Apple's Liquid Glass is prep work for AR interfaces, not just a design refresh (omc345.substack.com)

The self-edit approach is clever - using RL to optimize how models restructure information for their own learning. The key insight is that different representations work better for different types of knowledge, just like how humans take notes differently for math vs history.

Two things that stand out:

- The knowledge incorporation results (47% vs 46.3% with GPT-4.1 data, both much higher than the small-model baseline) show the model does discover better training formats, not just more data. Though the catastrophic forgetting problem remains unsolved, and it's not completely clear whether data diversity is improved.

- The computational overhead is brutal - 30-45 seconds per reward evaluation makes this impractical for most use cases. But for high-value document processing where you really need optimal retention, it could be worth it.

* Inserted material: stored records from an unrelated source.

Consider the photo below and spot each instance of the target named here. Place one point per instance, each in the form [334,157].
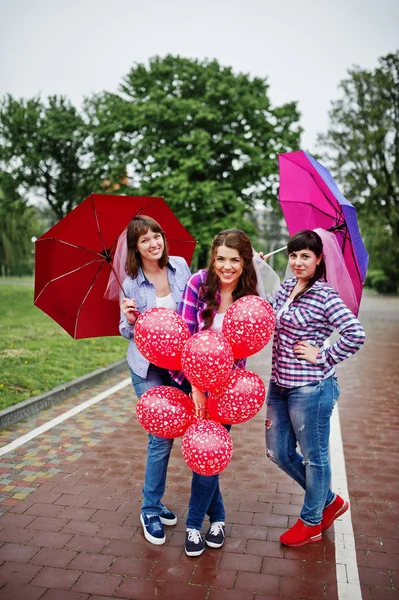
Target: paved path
[71,498]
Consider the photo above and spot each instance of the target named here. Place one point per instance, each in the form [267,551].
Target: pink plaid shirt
[191,307]
[312,318]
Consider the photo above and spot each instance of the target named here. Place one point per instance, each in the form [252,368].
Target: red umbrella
[74,259]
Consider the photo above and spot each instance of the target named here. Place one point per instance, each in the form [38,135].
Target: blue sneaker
[167,517]
[216,534]
[153,530]
[195,544]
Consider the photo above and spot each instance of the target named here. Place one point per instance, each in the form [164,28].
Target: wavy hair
[137,227]
[247,283]
[308,240]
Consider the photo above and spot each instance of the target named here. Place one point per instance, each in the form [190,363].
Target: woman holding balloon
[303,387]
[208,295]
[154,280]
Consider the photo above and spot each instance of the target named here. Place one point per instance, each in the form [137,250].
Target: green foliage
[18,224]
[363,147]
[42,149]
[196,133]
[36,355]
[378,280]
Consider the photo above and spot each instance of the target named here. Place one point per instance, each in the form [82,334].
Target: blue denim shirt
[144,294]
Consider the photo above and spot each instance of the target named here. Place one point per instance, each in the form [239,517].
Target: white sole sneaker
[168,521]
[150,538]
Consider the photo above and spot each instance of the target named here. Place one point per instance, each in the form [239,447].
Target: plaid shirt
[144,294]
[191,308]
[312,318]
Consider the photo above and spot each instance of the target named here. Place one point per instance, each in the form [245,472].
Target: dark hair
[308,240]
[137,227]
[247,283]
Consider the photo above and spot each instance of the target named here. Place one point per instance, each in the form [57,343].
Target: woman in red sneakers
[303,387]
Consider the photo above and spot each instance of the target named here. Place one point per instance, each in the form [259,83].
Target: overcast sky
[303,47]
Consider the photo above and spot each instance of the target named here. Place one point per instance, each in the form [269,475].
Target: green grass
[37,355]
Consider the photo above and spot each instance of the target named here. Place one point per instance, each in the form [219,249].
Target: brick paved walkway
[71,497]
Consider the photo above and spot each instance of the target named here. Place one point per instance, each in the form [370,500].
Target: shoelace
[194,536]
[216,528]
[155,523]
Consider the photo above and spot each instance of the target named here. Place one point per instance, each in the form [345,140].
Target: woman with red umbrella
[154,280]
[303,387]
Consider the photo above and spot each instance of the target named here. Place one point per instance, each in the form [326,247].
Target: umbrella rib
[338,213]
[68,244]
[65,274]
[98,227]
[84,300]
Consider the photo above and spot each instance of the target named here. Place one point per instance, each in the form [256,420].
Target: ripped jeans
[301,416]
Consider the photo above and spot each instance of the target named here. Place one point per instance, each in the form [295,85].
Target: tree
[18,224]
[42,146]
[362,145]
[196,133]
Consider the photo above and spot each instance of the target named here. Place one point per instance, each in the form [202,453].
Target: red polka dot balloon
[165,411]
[206,359]
[240,398]
[207,447]
[248,325]
[160,334]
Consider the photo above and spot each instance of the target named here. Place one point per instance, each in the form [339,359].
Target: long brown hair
[247,283]
[308,240]
[137,227]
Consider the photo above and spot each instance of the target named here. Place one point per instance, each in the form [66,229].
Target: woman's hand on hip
[305,351]
[128,307]
[200,402]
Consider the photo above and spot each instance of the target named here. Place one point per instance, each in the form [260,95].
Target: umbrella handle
[266,256]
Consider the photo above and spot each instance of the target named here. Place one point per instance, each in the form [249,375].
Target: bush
[379,281]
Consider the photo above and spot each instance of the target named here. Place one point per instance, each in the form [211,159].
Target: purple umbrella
[310,199]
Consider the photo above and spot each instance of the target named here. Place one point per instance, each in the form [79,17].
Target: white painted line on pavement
[348,583]
[63,417]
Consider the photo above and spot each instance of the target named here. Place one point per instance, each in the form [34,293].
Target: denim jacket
[144,294]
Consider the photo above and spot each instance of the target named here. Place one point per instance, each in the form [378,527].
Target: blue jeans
[301,416]
[159,449]
[205,499]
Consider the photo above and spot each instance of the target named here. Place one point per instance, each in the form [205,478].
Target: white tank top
[166,302]
[218,322]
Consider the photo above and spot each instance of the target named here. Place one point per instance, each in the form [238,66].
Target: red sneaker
[333,511]
[301,534]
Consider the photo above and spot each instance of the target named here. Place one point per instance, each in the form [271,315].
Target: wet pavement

The restriction to tasks with explicit evaluation metrics is the main limitation. You need ground truth Q&A pairs or test cases to compute rewards. Still, for domains like technical documentation or educational content where you can generate evaluations, this could significantly improve how we process new information.

Feels like an important step toward models that can adapt their own learning strategies, even if we're not quite at the "continuously self-improving agent" stage yet.

cma · 6h ago

From Anthropic a couple days ago too, self finetuning:

https://arxiv.org/html/2506.10139v1

No comments yet

libraryofbabel · 6h ago

I wonder if anyone who’s really in the know could summarize where the research is at with getting LLMs to learn “on the job” (through continuous fine tuning or whatever) and what the blockers are to this being a useful deployable thing, e.g. having a model+coding agent that can actually learn a codebase over time (cost? model collapse? something else?).

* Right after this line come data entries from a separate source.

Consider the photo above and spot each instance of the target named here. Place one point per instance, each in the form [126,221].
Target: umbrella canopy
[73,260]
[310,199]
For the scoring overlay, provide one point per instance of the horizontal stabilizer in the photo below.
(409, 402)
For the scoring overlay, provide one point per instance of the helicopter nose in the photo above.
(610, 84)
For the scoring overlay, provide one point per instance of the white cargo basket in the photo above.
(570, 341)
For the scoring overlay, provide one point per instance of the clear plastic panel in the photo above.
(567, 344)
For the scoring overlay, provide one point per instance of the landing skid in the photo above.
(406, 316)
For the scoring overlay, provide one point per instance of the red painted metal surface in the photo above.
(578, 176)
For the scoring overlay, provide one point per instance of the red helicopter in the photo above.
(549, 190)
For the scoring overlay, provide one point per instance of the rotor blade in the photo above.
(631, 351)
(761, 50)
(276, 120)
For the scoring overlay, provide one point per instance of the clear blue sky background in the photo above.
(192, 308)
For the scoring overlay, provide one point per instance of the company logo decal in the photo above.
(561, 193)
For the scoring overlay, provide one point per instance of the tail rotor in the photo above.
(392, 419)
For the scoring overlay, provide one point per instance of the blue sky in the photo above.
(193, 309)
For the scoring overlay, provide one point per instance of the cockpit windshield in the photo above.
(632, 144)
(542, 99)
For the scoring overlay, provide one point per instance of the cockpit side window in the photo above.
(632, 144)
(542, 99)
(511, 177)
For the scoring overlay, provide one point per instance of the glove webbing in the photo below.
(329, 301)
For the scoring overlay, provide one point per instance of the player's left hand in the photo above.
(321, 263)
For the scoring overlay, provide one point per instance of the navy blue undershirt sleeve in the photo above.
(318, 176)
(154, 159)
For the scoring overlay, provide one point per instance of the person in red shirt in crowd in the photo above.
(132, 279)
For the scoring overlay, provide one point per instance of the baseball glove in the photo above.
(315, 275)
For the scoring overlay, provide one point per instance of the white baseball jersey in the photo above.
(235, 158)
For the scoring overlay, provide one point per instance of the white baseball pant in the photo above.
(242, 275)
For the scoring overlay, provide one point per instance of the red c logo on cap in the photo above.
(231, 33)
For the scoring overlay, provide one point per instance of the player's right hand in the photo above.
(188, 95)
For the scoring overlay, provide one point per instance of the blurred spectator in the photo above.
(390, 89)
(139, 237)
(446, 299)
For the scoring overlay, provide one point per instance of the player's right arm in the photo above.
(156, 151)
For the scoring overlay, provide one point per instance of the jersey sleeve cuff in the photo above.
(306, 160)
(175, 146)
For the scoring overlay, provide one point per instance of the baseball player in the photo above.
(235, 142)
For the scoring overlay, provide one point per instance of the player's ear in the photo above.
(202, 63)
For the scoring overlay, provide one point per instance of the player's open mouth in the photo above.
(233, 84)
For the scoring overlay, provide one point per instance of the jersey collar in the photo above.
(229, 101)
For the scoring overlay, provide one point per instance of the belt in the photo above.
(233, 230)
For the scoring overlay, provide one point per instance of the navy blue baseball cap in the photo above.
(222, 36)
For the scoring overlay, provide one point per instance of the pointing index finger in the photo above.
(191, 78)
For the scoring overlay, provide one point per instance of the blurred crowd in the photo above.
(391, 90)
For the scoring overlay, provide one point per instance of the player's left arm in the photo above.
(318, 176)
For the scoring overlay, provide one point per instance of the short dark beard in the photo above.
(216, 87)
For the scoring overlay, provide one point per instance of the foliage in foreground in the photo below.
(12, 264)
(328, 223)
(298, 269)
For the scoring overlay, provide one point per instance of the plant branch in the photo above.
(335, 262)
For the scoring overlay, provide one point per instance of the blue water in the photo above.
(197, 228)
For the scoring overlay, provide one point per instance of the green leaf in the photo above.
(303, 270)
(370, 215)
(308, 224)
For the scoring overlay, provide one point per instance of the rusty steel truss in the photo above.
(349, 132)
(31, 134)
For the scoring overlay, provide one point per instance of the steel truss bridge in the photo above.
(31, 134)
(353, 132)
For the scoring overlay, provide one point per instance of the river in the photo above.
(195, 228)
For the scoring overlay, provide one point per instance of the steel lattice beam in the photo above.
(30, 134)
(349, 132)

I’m sure this is something the big labs are trying but from the outside as a user of LLMs it feels like people don’t talk about this very much and instead the focus right now is on better training (eg reinforcement learning) with the assumption that anything else not learned during training will be stuffed into the context somehow as needed. But from a naive perspective the lack of learning from experience after training seems like the biggest thing standing between us and AGI.

johnsmith1840 · 4h ago

We have no idea how to do continual learning.

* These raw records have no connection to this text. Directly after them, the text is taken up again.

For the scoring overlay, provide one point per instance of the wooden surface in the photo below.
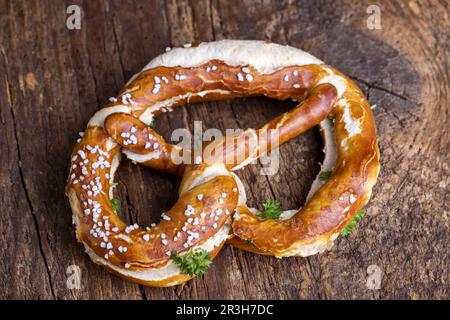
(52, 80)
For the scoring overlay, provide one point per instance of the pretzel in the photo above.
(209, 194)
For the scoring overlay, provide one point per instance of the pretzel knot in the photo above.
(211, 207)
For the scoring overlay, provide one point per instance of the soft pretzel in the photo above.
(210, 193)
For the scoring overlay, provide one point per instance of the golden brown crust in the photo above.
(336, 202)
(208, 197)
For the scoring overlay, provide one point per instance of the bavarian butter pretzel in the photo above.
(209, 191)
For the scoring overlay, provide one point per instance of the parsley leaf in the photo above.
(272, 209)
(115, 204)
(193, 263)
(325, 175)
(352, 224)
(152, 123)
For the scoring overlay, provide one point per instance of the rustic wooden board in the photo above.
(52, 80)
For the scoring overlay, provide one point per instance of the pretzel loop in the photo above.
(209, 194)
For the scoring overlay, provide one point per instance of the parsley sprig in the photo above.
(115, 204)
(152, 123)
(272, 210)
(193, 262)
(352, 224)
(325, 175)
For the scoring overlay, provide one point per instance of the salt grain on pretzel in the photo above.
(211, 71)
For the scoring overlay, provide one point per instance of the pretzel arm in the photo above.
(313, 228)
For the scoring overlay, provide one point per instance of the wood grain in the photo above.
(52, 80)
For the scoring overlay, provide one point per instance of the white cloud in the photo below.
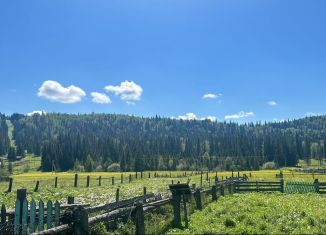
(188, 116)
(127, 90)
(100, 98)
(211, 96)
(211, 118)
(39, 112)
(272, 103)
(192, 116)
(55, 92)
(239, 115)
(311, 114)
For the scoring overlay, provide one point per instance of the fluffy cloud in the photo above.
(39, 112)
(211, 118)
(55, 92)
(128, 91)
(211, 96)
(192, 116)
(100, 98)
(272, 103)
(239, 115)
(311, 114)
(188, 116)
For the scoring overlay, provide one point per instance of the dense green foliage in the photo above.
(4, 139)
(98, 140)
(259, 213)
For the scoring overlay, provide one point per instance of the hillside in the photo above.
(98, 140)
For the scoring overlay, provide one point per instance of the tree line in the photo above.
(4, 138)
(96, 141)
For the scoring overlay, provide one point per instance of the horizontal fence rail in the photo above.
(51, 217)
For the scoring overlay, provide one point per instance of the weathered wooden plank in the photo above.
(41, 216)
(260, 189)
(10, 185)
(32, 217)
(259, 182)
(259, 185)
(49, 214)
(17, 218)
(3, 214)
(122, 203)
(24, 217)
(57, 213)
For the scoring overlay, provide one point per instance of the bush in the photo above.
(99, 168)
(269, 166)
(115, 167)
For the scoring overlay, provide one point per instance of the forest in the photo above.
(96, 141)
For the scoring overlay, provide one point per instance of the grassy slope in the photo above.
(259, 213)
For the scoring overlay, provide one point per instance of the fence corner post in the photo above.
(138, 215)
(10, 185)
(197, 195)
(214, 193)
(282, 185)
(80, 218)
(316, 183)
(176, 201)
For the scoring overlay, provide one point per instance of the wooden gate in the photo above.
(300, 187)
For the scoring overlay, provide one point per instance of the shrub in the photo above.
(114, 167)
(269, 166)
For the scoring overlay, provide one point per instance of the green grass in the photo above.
(30, 163)
(10, 133)
(106, 193)
(258, 213)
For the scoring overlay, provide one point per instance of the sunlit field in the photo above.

Many people here are right, compute, collapse, forgetting whatever.

The only "real" way to do this would be: 1. Train a model 2. New data 3. Retrain the model in full + new data 4. Repeat 5. You still have no garuntee on the "time" aspect though.

But CL as a field basically has zero answers on how to do this in a true sense. It's crazy hard because the "solutions" are hypocritical in many ways.

We need to expand the model's representation space while keeping the previous representation space nearly the same?

Basically, you need to modify it without changing it.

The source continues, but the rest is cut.